What Klaviyo's Built-In Validation Actually Catches
Klaviyo does perform some validation during import. But it's minimal. Here's what it handles and what it misses:
| Check Type | Klaviyo Handles? | Dedicated Verification Handles? |
|---|---|---|
| Basic syntax (valid email format) | Yes | Yes |
| Duplicate removal | Yes | Yes |
| Domain exists (DNS check) | No | Yes |
| MX records valid | No | Yes |
| Mailbox actually exists (SMTP) | No | Yes |
| Disposable email detection | No | Yes |
| Spam trap identification | No | Yes |
| Role-based detection (info@, admin@) | No | Yes |
| Catch-all domain flagging | No | Yes |
| Typo correction suggestions | No | Yes |
See the pattern? Klaviyo catches the obvious stuff - addresses missing an @ sign or duplicates. But it can't tell you if john@oldcompany.com still works, if that gmail address is actually a disposable inbox, or if you're about to send to a spam trap. That's the job of a dedicated email verification service.

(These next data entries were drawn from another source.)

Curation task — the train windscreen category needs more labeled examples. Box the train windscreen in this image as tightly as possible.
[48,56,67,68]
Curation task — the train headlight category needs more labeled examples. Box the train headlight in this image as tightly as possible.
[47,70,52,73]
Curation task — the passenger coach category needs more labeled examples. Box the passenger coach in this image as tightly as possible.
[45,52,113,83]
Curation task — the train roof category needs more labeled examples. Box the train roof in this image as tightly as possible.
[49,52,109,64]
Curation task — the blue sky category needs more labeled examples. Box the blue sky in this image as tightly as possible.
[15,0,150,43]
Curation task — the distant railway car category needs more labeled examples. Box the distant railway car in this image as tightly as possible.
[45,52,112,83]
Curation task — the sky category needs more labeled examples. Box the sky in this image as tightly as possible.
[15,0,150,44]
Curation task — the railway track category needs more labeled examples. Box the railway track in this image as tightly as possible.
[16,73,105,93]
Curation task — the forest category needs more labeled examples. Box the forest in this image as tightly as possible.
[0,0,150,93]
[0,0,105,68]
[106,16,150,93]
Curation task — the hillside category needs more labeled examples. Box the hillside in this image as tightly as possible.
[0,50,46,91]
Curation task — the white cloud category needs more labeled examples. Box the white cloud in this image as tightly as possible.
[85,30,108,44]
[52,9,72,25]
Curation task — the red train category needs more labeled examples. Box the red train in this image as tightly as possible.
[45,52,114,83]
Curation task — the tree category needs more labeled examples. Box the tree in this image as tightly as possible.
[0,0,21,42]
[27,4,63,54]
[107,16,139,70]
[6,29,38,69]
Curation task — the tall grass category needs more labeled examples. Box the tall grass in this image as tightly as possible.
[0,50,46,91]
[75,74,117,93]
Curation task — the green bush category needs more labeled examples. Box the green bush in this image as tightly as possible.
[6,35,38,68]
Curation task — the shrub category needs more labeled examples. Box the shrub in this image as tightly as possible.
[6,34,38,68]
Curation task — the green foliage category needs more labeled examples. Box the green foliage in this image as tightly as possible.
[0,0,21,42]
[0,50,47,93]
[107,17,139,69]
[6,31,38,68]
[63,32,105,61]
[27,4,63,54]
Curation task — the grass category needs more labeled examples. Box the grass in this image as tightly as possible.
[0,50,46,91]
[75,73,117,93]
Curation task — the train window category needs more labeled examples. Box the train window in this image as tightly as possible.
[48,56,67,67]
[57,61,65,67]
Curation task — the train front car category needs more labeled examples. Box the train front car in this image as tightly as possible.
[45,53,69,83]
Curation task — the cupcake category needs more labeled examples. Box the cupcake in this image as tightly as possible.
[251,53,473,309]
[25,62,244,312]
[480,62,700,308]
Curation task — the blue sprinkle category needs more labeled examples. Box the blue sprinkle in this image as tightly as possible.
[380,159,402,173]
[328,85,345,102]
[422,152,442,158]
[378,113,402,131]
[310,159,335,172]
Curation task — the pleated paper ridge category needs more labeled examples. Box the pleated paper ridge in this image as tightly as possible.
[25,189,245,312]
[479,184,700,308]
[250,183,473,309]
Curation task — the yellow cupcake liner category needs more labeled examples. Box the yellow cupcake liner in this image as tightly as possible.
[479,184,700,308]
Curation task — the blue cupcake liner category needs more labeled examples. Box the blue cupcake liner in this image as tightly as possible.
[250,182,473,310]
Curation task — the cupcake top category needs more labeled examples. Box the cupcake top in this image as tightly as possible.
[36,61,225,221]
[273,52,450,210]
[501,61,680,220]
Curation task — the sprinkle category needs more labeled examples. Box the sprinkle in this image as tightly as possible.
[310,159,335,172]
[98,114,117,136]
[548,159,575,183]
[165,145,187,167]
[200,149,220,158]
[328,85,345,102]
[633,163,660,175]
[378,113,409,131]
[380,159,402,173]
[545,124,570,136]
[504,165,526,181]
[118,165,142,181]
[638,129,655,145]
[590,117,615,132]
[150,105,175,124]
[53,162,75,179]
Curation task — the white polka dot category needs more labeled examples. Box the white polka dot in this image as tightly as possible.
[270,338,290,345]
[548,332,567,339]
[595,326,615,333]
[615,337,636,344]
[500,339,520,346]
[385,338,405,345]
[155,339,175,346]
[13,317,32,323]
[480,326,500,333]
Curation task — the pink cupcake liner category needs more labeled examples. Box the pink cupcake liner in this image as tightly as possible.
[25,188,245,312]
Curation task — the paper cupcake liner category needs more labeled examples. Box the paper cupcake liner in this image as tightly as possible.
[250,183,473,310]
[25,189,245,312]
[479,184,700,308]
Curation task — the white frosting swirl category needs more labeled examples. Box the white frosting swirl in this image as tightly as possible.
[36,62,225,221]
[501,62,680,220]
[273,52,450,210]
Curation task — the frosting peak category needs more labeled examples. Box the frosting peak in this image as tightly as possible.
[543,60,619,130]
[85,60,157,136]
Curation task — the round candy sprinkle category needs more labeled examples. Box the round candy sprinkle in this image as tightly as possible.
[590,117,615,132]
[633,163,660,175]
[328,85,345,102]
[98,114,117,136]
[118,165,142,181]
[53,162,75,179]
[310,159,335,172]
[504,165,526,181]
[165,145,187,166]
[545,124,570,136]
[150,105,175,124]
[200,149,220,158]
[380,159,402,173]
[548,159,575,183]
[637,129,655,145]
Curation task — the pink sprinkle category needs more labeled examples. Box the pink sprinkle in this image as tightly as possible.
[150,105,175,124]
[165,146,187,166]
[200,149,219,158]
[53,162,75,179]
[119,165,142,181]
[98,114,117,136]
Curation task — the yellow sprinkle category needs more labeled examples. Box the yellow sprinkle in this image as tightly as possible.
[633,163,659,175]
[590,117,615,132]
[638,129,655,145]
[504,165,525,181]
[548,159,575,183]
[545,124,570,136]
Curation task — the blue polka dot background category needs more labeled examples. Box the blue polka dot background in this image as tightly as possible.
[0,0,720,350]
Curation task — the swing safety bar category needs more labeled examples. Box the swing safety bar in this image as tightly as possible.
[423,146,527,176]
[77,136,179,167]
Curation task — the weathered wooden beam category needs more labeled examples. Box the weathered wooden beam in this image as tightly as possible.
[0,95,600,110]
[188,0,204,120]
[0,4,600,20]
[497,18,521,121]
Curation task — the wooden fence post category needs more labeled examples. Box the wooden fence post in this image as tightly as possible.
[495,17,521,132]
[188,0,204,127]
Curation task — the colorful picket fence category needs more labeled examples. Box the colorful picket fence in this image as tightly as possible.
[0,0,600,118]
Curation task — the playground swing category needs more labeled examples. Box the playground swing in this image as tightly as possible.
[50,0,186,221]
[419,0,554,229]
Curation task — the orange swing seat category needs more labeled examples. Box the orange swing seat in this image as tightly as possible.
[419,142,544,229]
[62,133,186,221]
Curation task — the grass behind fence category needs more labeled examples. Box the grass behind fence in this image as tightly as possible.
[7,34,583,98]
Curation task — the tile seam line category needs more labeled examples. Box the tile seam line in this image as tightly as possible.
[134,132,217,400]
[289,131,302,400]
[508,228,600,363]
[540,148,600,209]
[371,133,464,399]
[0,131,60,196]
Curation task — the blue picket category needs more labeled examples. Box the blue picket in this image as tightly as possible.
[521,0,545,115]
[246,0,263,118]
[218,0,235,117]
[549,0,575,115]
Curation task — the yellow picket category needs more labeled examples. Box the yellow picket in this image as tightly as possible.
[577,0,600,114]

Step-by-Step: Verify and Prepare Your List
Step 1: Export Your Source List
Depending on where your contacts are coming from, the export process differs:
From another ESP (Mailchimp, Constant Contact, etc.): Export your subscriber list as CSV. Make sure you include engagement data if available - last open date, last click date, subscription date. You'll want this later for segmentation.
From Shopify: Go to Customers, apply your filters (typically "Accepts email marketing"), and export. Be careful here - Shopify exports can include checkout abandoners and one-time purchasers who never opted in to marketing. Only export contacts you have legitimate consent to email.
From a CRM or spreadsheet: Export as CSV with at minimum the email column. Include any additional data fields you plan to use as Klaviyo custom properties (name, company, purchase history, etc.).
Step 2: Run Bulk Verification
Upload your CSV to Bulk Email Checker for verification. The platform runs each address through 17 validation checks including syntax, domain DNS, MX record lookup, SMTP mailbox verification, disposable email detection, role-based detection, and spam trap identification.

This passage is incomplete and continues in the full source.